Short-term wholesale natural gas prices in Britain spiked to new winter highs on Friday as a key piece of pipeline infrastructure failed.
The Interconnector – a subsea pipeline linking Britain to Belgium – halted all imports shortly after 07:00 because of a water pump malfunction. On Thursday gas imports via the Interconnector covered more than 20% of British demand.
The price for gas to be delivered during Friday to the British wholesale market – which is known as the NBP – hit £1.50/therm (th), 50% above the highest corresponding Thursday Within-day trade, data from industry benchmark price reporting agency ICIS Energy shows.
The price for NBP gas for the next working day was trading at a high of £1.20/th on Friday morning. According to ICIS Energy, the Day-ahead price has only closed above this level on eight occasions in the last two decades.
By 12:00 flows through the Interconnector had resumed at a low level and the Within-day contract was trading around £1/th.
Natural gas imports from mainland Europe have been fundamental in keeping Britain sufficiently supplied during the last month with storage reserves largely depleted.
Gas stores have been relied upon more this winter than usual as British and Norwegian production has suffered from numerous technical problems.

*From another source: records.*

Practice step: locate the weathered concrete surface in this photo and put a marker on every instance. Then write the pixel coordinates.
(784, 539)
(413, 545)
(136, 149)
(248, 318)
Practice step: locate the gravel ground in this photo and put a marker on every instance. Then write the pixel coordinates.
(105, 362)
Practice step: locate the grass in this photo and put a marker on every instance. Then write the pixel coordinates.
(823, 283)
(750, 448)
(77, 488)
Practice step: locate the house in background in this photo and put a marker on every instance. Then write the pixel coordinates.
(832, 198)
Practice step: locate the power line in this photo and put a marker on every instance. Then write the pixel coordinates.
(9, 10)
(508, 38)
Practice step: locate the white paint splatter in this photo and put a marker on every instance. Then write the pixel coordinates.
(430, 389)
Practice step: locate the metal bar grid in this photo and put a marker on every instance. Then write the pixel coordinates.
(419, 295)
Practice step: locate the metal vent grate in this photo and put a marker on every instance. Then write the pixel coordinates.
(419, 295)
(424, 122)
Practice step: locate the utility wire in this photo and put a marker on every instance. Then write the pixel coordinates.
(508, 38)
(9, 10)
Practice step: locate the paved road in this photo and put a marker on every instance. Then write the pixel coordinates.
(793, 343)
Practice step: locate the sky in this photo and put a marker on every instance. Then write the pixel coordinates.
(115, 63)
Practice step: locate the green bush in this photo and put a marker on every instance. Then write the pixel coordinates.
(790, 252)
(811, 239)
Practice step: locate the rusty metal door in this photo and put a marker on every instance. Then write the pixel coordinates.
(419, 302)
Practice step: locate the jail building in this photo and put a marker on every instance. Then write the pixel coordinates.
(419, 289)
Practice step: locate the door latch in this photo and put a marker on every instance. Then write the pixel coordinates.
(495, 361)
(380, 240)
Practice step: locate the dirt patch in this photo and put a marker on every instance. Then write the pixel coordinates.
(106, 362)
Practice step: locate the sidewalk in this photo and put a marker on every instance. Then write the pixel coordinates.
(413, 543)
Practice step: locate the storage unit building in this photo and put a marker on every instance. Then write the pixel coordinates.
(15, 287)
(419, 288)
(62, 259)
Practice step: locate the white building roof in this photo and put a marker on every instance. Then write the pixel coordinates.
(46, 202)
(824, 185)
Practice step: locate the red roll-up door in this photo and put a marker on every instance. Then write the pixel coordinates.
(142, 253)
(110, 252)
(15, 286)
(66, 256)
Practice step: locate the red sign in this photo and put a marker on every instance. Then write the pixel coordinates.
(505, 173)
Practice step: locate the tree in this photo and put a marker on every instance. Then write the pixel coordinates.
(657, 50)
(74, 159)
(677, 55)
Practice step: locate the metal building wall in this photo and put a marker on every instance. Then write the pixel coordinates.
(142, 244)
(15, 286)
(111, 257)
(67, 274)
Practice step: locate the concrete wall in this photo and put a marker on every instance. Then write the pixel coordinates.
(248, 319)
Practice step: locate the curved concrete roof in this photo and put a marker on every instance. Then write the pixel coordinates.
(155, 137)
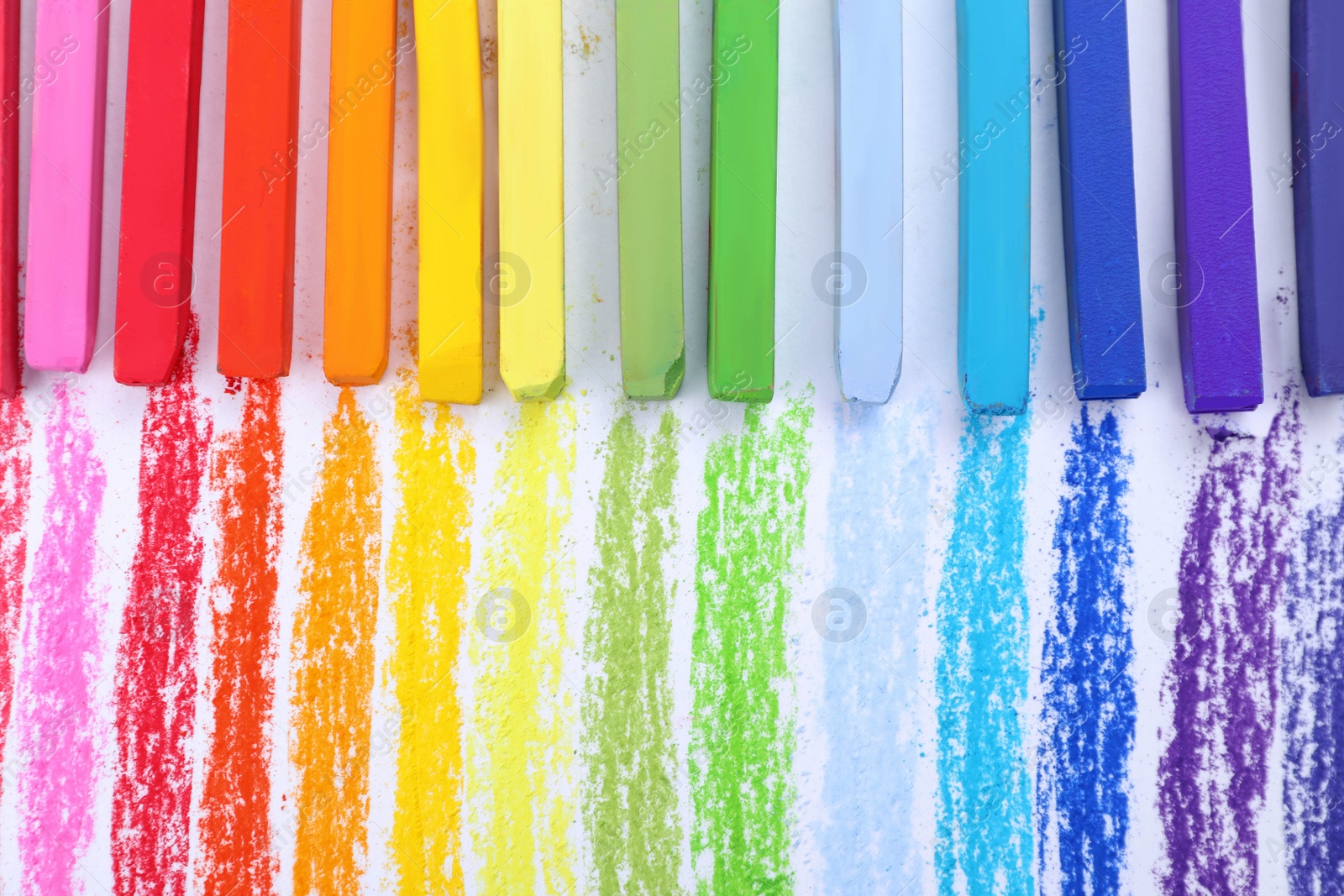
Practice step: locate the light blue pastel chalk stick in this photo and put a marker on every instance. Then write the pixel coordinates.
(995, 184)
(864, 281)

Delivery of liquefied natural gas, LNG, which has in recent years been a key source of supply to the NBP, has similarly been much lower than a typical winter. This is because Asian gas prices have been far higher than those in Europe.
On the electricity market, the UK Day-ahead contract traded at £88.00/megawatt-hour (MWh), the highest level seen since 7 December 2010.
The traded price of power is 24% above the highest traded price for this winter to date. The previous record was £71.00/MWh, reached on 13 March 2013, when concerns about UK gas storage levels boosted prices.
UK power prices have been supported by high gas prices, as gas is used to generate power. In February, gas generation accounted for 27% of the UK’s production, data from electricity balancing company Elexon shows.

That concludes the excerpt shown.